Your graphics card is the most powerful processor in your computer, and until recently, web browsers couldn't really use it. WebGL gave us 3D graphics, but the GPU's real potential—massive parallel computation—remained locked away.
WebGPU changes that. It's not just a better WebGL. It's a fundamental shift in what web applications can do.
This matters because the same GPU that renders video games can also run machine learning inference, physics simulations, video encoding, and cryptocurrency mining. When browsers gain full GPU access, web apps gain capabilities that previously required native code.
Let's understand what WebGPU is, why it exists, and what it enables.
The GPU: A Different Kind of Processor
Before diving into WebGPU, we need to understand what makes GPUs special.
CPU vs. GPU: Different Tools for Different Jobs
CPU (Central Processing Unit):
- Few powerful cores (4-16 typical)
- Optimized for sequential tasks
- Great at complex, branching logic
- Handles diverse workloads
GPU (Graphics Processing Unit):
- Many smaller cores (hundreds to thousands)
- Optimized for parallel tasks
- Great at doing the same thing to lots of data
- Handles specific workloads extremely fast
The Parallelism Advantage
Consider calculating brightness for every pixel in a 1920x1080 image:
CPU approach (sequential):
for (let i = 0; i < 2_073_600; i++) {
pixels[i] = calculateBrightness(pixels[i]);
}
// ~2 million iterations, one at a time
GPU approach (parallel):
// All ~2 million pixels calculated simultaneously
// Each GPU core handles different pixels
The GPU might be 10-100x faster for this workload, not because each core is faster, but because thousands of cores work simultaneously.
What GPUs Excel At
- Graphics rendering: The original use case—transforming 3D geometry into 2D images
- Image/video processing: Filters, transformations, encoding/decoding
- Machine learning inference: Matrix multiplications, neural network layers
- Physics simulation: Particle systems, fluid dynamics
- Scientific computing: Financial modeling, cryptography, simulations
All of these involve doing similar operations on large amounts of data—perfect for parallelization.

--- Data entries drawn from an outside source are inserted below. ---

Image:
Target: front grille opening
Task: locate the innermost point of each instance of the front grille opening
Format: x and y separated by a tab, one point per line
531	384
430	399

The History: From WebGL to WebGPU
WebGL (2011): Graphics for the Web
WebGL brought hardware-accelerated 3D graphics to browsers. It was based on OpenGL ES 2.0, a graphics API designed in 2007 for mobile devices.
// WebGL: Verbose, state-machine based
const gl = canvas.getContext('webgl');
gl.clearColor(0.0, 0.0, 0.0, 1.0);
gl.enable(gl.DEPTH_TEST);
gl.useProgram(shaderProgram);
gl.bindBuffer(gl.ARRAY_BUFFER, vertexBuffer);
gl.drawArrays(gl.TRIANGLES, 0, vertexCount);
WebGL achievements:
- 3D games in browser (HexGL, Quake JS)
- Data visualization (Three.js, deck.gl)
- Creative tools (Figma's rendering)
- Maps (Google Maps 3D, Mapbox)
WebGL limitations:
- State machine API: Error-prone, hard to optimize
- Old design paradigm: Based on 2007-era graphics concepts
- Single-threaded: Can't prepare work on multiple threads
- Limited compute: No general-purpose GPU computing
- Driver overhead: High CPU cost for draw calls
By 2015, native graphics APIs had evolved dramatically—Vulkan, Metal, DirectX 12—while WebGL was stuck in the OpenGL ES 2.0 era.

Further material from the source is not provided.